Thanks a lot for this wonderful answer using persistent segment tree. Can you share some more of your answers using same ??
But I changed the DS too to use Maps instead of a Set, still TLE.
https://www.codechef.com/viewsolution/25021777
I switched to this array implementation recently, however you can have a look at this persistent trie. GPD - persistentTrie
Thank a lot for this ( though it will take some time to understand it).I tried to code up the persistent segment tree on my own way but got up getting WA. To make it easier to understand, I changed your code a little bit to work similarly as mine, but I don’t understand why it gives WA.
Best solution of tester, small ,neat and easy to understand.
Consider the example where n is equal to 6, you have already inserted 4,5 in tree and your search query is [1 5]. Do a dry run for this example on your code and as well as on mine. You will get the error.
I did the same with map but it gave tle. When I switched it to unordered_map it gave AC.
Tle solution: CodeChef: Practical coding for everyone
Withour TLE solution: CodeChef: Practical coding for everyone
I just checked your code, You didn’t used path compression technique well,that’s why your solution didn’t pass. And for unordered_map it did slight speed due to it’s average time complexity is less than map,But I think it passeed due to test cases are not that strong.
Soppose this case: let array after some updates be like 1 1 0 0 0 0 .
here if query is for [1,6]
a2=1;a3=6;
Then solution works as following:
check mp.find(6)->true
mp.find(mp[6])->true
assign mp[6]=mp[mp[6]] -->>mp[6]=4;
a3=4;
mp.find(4)->true
mp.find(mp[4])->true
assign mp[4]=mp[mp[4]] -->>mp[4]=2;
a3=2;
So, if you carefully observe, mp[4] becomes 2, but mp[6],mp[5] remains equal to 4.
So if there is again this query [1,6]
you will again do the same process, because mp[6] shoud return 2;
But if you used path compression, then mp[6] will directly return 2.
Hope you understand my this long explanation.
I see no difference between updated code and your original code tried on the given test cases.
Even the tree created is same. The only difference is that you are allowing the ‘r’ to be outside the range of node ( the leaves that the current node covers ) while I am always making sure to include it. But at the return statement, you are taking min( ) making the output same ?
I think there might be a problem in your find_set function
Look at my python solution for reference:-
https://www.codechef.com/viewsolution/25025506
updated code
see the change i made in line 95, because it’s possible that r <= mid, in that case the end should be r not mid.
Awesome !! Thanks
The sum of Q over all test cases does not exceed 1,000,000 what is the meaning of this ?? is it useful like we get Q till 5*10^5 only, so why is the sum necessary
Yup it’s is very important.
Que says Q \leq 5*10^5 for each test case and here we have t = 10. Which means we will have to answer Q*t \leq 5*10^6 queries in give time limit.
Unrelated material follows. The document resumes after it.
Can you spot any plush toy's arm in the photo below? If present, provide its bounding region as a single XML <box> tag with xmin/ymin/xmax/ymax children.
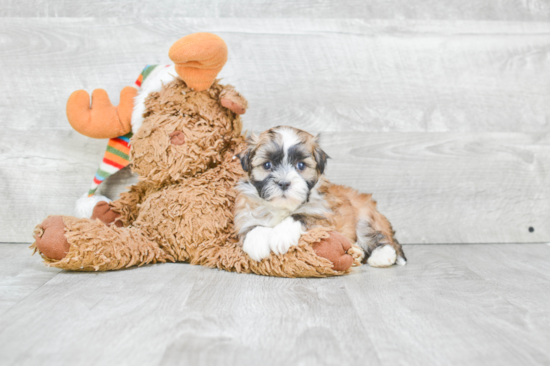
<box><xmin>67</xmin><ymin>86</ymin><xmax>137</xmax><ymax>139</ymax></box>
<box><xmin>220</xmin><ymin>85</ymin><xmax>248</xmax><ymax>114</ymax></box>
<box><xmin>109</xmin><ymin>182</ymin><xmax>151</xmax><ymax>226</ymax></box>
Which might not be possible to solve easily in given time limit. Even scanning 5*10^6 queries requires a lot of time.
Hence they decided that Q*t should be \leq 10^6
Which reduces the execution time by 5 times ( takes 2 secs instead of 10) .
Suppose if the queries were like below (let us assume queries are not online they are just simple queries i.e. x , l and r are directly given for respective type queries) :
1
1000000000000000000 500000
1 1000000000000000000
2 1 1000000000000000000
1 999999999999999999
2 1 1000000000000000000
1 999999999999999998
2 1 1000000000000000000
1 999999999999999997
2 1 1000000000000000000
…
ans so on
Then, will this algo work
Yup it should work for all cases.
Trace algorithm on pen and paper and you will realize.
In fact every operation will be one step I think.
Suppose a query came after many (lets assume after more than 100000) queries in same way as I mentioned above :
1 999999999999899997
2 1 1000000000000000000
then this algo will work like
mp[1000000000000000000]=mp[mp[1000000000000000000]]=999999999999999998
r=999999999999999998
then
mp[999999999999999998]=mp[mp[999999999999999998]]=999999999999999996
r=999999999999999996
ans so on that is just reducing two values in each iteration i.e many iteration for one query.
Please correct me if I am wrong anywhere
For each query type 2. Your height (distance from 10^18 to answer will become half.
Meaning if we have values in range [10^18-1024,10^18] then
Answer will come in 1024 interations.
Next time it will take 512 iterations and so on.
So 1024+512+128+… < 2*1024 which is O(n).
So in short average will be O(log(n)) per each query.
First time it skips one( first query of type two). Next time it will skip 4 , next to next time it will skip 8 and so on.
Now I got it. I don’t know why I took this much time to digest it. Thanks for the help
I was calculating complexity like N,N-1,N-2,N-3, … and so on which is N*N from Lunchtime.